NHTSA, which is part of the U.S. Department of Transportation, accused Takata of providing “selective, incomplete or inaccurate data” from 2009 to the present.
Takata said it was committed to phasing out the use of ammonium nitrate in its inflators by the end of 2018. Its American depositary receipts closed down more than 4 percent.
In a briefing, U.S. Transportation Secretary Anthony Foxx said NHTSA had “taken Takata from being in a kicking-and-screaming mode to being part of the solution.”
Honda said it provided NHTSA with information from “millions of pages of Takata internal documents” that the Japanese supplier produced in connection with U.S. lawsuits.
The automaker said it had recalled 6.3 million U.S. vehicles and replaced inflators on more than 40 percent of them. Honda also said it no longer would use Takata inflators in front air bags in its future vehicles. Takata said it would pay the $70 million fine in six installments through October 2020. NHTSA said another $130 million would be due if the company does not comply or if the agency uncovers additional violations of safety regulations.
The potential total fine of $200 million is more than the $130 million that NHTSA levied earlier this year on Fiat Chrysler Automobiles (FCAU.N)(FCHA.MI) but is dwarfed by much higher penalties from other agencies.

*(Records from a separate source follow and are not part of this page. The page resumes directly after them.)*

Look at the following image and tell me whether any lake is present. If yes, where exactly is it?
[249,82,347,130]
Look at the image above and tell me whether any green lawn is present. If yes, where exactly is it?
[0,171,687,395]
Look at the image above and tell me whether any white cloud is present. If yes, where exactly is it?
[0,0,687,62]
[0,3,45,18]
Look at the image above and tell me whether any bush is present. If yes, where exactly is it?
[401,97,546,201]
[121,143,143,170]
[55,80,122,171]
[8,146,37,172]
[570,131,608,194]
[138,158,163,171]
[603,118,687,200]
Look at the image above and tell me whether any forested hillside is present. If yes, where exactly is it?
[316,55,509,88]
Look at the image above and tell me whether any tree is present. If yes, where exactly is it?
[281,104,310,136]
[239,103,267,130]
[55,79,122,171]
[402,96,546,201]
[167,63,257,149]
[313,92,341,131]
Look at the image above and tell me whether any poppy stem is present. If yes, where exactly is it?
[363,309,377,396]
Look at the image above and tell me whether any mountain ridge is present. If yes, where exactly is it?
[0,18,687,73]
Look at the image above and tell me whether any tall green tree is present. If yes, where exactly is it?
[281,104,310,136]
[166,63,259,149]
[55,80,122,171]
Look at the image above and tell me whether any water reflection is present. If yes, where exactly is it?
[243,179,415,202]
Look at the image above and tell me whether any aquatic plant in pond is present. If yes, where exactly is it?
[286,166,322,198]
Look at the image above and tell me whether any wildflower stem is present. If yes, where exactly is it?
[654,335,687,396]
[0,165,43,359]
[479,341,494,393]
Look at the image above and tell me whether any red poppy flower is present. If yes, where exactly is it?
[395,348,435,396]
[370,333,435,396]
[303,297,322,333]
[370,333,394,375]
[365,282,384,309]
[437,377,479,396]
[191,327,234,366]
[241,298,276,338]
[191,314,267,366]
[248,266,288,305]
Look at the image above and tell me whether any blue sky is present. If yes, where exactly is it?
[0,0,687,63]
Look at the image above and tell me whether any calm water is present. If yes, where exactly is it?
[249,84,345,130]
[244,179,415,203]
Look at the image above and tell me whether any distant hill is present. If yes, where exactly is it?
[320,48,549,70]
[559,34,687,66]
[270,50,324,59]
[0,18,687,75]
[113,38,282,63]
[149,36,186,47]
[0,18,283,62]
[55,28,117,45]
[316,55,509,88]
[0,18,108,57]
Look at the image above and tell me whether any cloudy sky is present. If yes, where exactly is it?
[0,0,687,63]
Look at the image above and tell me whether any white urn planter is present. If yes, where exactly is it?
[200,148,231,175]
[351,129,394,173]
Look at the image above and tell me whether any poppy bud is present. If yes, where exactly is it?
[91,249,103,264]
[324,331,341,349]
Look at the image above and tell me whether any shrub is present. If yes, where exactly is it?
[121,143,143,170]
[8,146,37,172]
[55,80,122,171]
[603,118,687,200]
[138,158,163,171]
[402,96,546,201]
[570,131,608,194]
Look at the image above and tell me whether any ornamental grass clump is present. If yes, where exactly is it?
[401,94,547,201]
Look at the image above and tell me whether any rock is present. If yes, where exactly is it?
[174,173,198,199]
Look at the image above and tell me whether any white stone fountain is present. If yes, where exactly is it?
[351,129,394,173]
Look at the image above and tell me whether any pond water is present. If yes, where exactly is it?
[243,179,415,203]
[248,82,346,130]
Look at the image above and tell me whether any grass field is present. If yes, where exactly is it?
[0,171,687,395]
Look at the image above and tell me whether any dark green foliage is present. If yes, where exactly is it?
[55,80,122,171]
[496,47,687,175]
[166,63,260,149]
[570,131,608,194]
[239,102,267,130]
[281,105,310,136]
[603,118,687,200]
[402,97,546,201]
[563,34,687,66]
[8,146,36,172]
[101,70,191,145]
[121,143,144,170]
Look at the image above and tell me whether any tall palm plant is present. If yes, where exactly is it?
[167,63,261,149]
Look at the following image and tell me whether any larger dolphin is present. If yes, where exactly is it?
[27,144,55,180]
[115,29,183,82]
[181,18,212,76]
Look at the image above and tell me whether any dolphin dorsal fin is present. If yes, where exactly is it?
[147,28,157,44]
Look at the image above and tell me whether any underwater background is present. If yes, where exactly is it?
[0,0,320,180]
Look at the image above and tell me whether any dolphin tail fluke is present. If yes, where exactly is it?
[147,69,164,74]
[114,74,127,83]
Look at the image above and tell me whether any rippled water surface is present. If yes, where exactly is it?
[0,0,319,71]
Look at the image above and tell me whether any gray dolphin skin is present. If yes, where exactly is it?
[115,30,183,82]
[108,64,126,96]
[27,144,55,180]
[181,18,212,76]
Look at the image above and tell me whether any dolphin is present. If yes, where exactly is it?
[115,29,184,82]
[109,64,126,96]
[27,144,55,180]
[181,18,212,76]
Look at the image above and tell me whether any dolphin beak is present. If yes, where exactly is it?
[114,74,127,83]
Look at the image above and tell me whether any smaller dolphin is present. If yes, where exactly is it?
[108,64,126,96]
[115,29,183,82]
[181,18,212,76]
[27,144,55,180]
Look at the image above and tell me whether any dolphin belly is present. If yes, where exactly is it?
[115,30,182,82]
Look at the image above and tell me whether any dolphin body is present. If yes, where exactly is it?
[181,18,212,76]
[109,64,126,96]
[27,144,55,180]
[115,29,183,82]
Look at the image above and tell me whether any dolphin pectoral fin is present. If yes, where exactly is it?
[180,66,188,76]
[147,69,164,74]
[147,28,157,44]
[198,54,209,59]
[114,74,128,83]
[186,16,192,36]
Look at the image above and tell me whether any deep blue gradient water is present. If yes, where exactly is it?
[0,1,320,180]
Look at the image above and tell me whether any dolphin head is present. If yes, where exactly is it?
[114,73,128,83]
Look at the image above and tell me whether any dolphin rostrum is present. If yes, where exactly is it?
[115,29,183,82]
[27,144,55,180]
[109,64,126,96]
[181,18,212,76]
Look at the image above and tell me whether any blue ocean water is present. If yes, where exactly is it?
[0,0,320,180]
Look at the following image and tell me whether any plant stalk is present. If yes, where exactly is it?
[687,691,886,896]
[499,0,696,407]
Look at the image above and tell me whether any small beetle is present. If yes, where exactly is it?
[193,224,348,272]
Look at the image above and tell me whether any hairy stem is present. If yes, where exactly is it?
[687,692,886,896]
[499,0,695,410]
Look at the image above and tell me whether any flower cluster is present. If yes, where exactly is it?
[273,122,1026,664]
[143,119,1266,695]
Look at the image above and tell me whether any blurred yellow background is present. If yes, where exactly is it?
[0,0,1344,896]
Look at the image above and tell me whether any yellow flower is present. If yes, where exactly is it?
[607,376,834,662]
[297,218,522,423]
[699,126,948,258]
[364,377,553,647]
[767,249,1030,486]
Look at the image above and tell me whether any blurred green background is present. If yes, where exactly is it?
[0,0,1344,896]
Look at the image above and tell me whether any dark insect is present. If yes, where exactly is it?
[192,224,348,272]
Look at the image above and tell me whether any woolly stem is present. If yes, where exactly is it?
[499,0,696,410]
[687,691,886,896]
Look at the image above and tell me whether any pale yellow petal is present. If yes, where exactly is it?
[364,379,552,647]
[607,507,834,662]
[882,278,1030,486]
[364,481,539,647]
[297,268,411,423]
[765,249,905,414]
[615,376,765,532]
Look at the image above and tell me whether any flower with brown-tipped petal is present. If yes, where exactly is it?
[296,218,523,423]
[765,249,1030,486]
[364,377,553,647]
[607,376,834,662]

The U.S. Environmental Protection Agency, for example, has said Volkswagen AG (VOWG_p.DE) is potentially liable for billions of dollars in fines for installing illegal software on nearly 500,000 U.S. diesel models since 2009.
Democratic Senators Edward Markey and Richard Blumenthal on Tuesday renewed their call for Congress to remove the ceiling on penalties that NHTSA can levy. Safety advocate Clarence Ditlow called for the imposition of criminal penalties.
NHTSA said 12 automakers had recalled 19 million vehicles with more than 23 million potentially defective inflators. Foxx said millions of unrecalled vehicles could still be on the road with inflators that use ammonium nitrate, a compound that can become unstable when exposed to moisture.
“We have enough suspicion about this substance to believe there is risk to the consumer,” Foxx said. “And until (Takata) can prove that it’s safe, we will not see ammonium nitrate in these air bags in the future.”
NHTSA also said it might take four more years for manufacturers to come up with enough replacement inflators for the vehicles that already have been recalled.
The agency ordered carmakers to accelerate repairs on “high-risk” inflators, including those in humid areas, and to have enough replacement parts on hand for them by June 2016.